The research group of Tomonori Hoshino, lecturer at Nagasaki University Hospital, Professor Taku Fujiwara, Assistant Professor Kan Saito, medical staff Yoshio Kondo of the Department of Pediatric Dentistry, Graduate School of Biomedical Sciences, and Professor Shigetada Kawabata, Associate Professor Yutaka Terao and Associate Professor Nobuo Okahashi of the Graduate School of Dentistry Osaka University, asking why a vaccine for caries has not been realized despite the many reports there have been about the development of one, newly analyzed the antigenicity of glucosyltransferase B, one of the pathogenic factors of Streptococcus mutans causing caries.

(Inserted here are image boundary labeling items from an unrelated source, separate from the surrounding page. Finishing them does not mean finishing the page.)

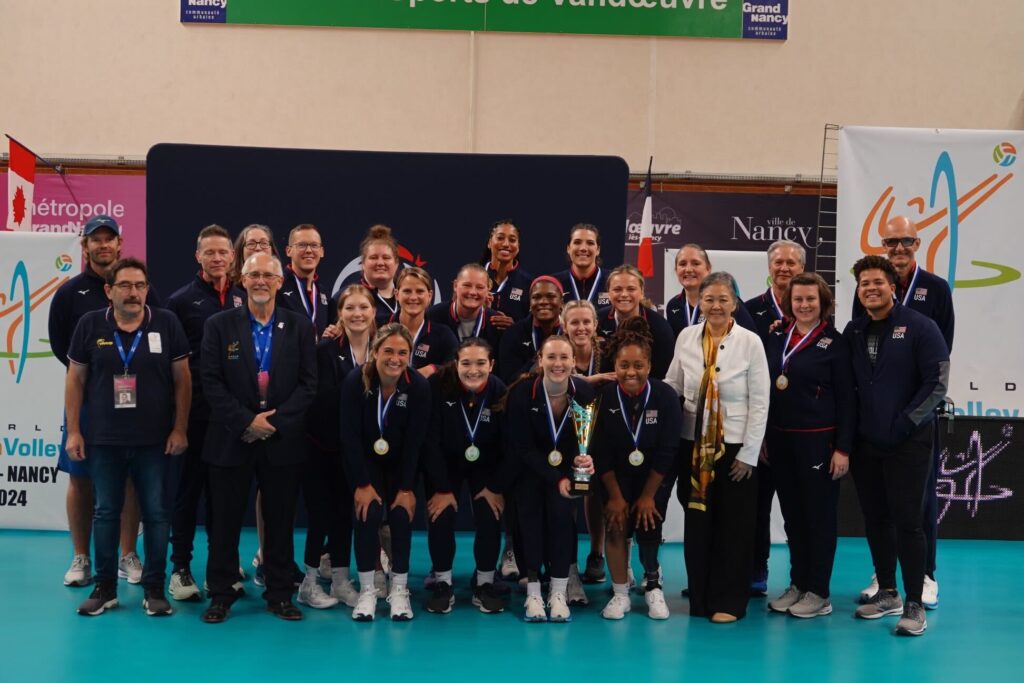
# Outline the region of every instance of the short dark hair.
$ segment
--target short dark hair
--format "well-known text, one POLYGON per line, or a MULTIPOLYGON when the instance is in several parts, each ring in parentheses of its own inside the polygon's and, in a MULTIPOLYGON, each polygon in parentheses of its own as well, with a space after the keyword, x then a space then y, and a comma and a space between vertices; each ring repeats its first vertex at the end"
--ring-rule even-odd
POLYGON ((114 262, 111 269, 106 271, 106 284, 114 287, 114 283, 118 281, 118 274, 125 268, 136 268, 141 270, 142 274, 145 275, 145 282, 150 282, 150 270, 145 267, 145 263, 137 258, 128 256, 114 262))
POLYGON ((860 273, 864 270, 881 270, 886 273, 890 285, 895 285, 898 278, 896 267, 892 262, 885 256, 878 256, 877 254, 865 256, 853 264, 853 279, 857 281, 858 285, 860 283, 860 273))

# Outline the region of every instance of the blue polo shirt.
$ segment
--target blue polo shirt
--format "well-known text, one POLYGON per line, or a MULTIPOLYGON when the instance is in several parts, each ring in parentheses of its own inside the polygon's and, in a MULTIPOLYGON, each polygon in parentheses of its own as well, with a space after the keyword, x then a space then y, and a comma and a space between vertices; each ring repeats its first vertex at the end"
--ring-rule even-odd
POLYGON ((86 313, 75 328, 68 358, 89 371, 83 404, 86 444, 144 446, 163 443, 174 425, 171 364, 188 357, 188 339, 178 318, 145 307, 138 348, 128 372, 137 383, 136 408, 114 408, 114 377, 124 374, 114 335, 129 353, 135 332, 117 328, 110 308, 86 313))

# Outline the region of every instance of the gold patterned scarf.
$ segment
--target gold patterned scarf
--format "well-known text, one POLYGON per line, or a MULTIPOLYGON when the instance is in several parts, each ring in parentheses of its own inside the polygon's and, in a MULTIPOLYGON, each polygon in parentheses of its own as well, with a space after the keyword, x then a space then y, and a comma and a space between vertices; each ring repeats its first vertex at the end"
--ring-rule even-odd
MULTIPOLYGON (((732 331, 729 321, 725 334, 732 331)), ((708 488, 715 480, 715 463, 725 454, 725 416, 718 395, 718 344, 712 339, 711 328, 705 323, 701 338, 705 374, 700 378, 697 396, 696 425, 693 429, 693 455, 690 467, 690 500, 686 507, 708 511, 708 488)))

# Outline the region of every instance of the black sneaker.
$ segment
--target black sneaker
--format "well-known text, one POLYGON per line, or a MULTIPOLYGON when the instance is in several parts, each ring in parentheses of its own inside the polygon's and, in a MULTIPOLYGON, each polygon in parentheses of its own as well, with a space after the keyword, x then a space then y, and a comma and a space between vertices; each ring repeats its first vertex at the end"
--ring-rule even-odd
POLYGON ((433 585, 433 594, 427 600, 427 611, 434 614, 447 614, 455 604, 455 593, 452 592, 452 585, 444 581, 438 581, 433 585))
POLYGON ((497 614, 505 611, 505 601, 502 600, 494 584, 476 587, 473 591, 473 604, 479 607, 484 614, 497 614))
POLYGON ((145 597, 142 598, 142 607, 150 616, 169 616, 174 613, 171 603, 164 596, 163 586, 146 586, 145 597))
POLYGON ((89 597, 78 606, 78 613, 83 616, 97 616, 117 606, 118 585, 97 582, 89 597))
POLYGON ((591 553, 587 556, 587 570, 580 580, 585 584, 603 584, 604 579, 604 555, 591 553))

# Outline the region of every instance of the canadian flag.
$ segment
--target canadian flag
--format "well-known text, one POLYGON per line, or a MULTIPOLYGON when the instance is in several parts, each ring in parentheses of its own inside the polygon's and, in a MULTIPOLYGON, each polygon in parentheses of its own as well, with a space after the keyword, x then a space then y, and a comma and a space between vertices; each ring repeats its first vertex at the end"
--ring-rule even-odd
POLYGON ((643 217, 640 219, 640 250, 637 253, 637 268, 644 278, 654 276, 654 218, 650 198, 650 167, 654 163, 651 157, 647 164, 647 179, 644 181, 643 217))
POLYGON ((7 169, 7 229, 32 231, 32 196, 36 186, 36 155, 13 138, 7 169))

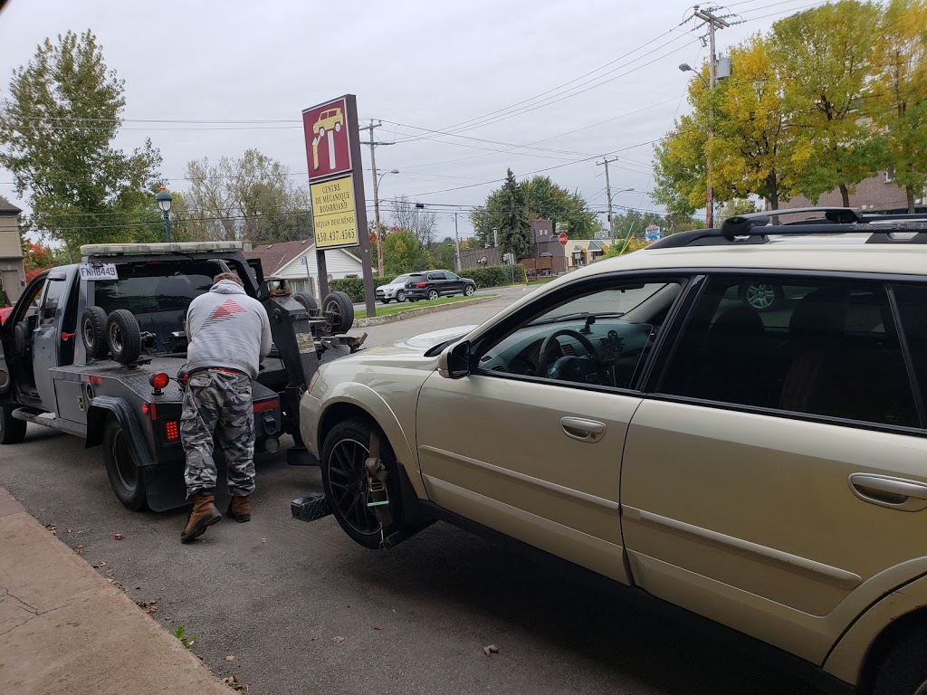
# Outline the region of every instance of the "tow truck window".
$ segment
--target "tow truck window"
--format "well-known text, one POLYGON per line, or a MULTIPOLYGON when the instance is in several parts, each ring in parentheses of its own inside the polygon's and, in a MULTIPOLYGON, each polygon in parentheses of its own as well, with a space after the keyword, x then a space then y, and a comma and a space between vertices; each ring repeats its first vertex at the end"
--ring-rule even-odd
POLYGON ((119 280, 97 281, 94 303, 108 314, 117 309, 133 313, 185 311, 190 302, 212 286, 222 272, 213 263, 143 263, 118 268, 119 280))

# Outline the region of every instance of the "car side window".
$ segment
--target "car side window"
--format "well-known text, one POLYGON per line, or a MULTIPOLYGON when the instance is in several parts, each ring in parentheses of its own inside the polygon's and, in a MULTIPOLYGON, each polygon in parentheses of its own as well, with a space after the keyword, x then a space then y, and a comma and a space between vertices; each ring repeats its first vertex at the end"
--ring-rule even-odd
POLYGON ((927 286, 896 284, 893 288, 901 315, 901 327, 921 391, 927 404, 927 286))
POLYGON ((658 391, 879 424, 920 423, 886 289, 864 280, 710 278, 658 391))
POLYGON ((679 283, 615 284, 563 299, 495 340, 479 372, 629 388, 679 283))

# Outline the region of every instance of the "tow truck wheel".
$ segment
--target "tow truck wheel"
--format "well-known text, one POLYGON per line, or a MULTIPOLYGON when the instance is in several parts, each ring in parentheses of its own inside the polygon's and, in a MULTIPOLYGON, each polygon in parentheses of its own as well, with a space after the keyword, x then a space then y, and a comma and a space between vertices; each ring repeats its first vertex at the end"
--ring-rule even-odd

Their results showed that the catalytic domains and glucan binding domains which have been used thus far as targets for vaccine do not have very high antigenicity in terms of hydrophilicity, due to conformational problems or the amino acid composition ratio, but the antigenicity of a polymorphic region on the N-terminal which is specific to the species but whose function has not been identified.
Since an antibody capable of effectively suppressing the enzyme activity of glucosyltransferase B can be derived by making this region the target of a caries vaccine, the possibility of developing an effective anti-caries vaccine has increased.

An article about this research was published in the September 2011 issue of Clinical and Vaccine Immunology, and Tomonori Hoshino received the 2010 Lion Award academic prize at the 50th Conference of the Japanese Society of Pediatric Dentistry held in Tokyo in May 2012.
An article about this award appeared in the Nagasaki Shimbun on July 4, 2012.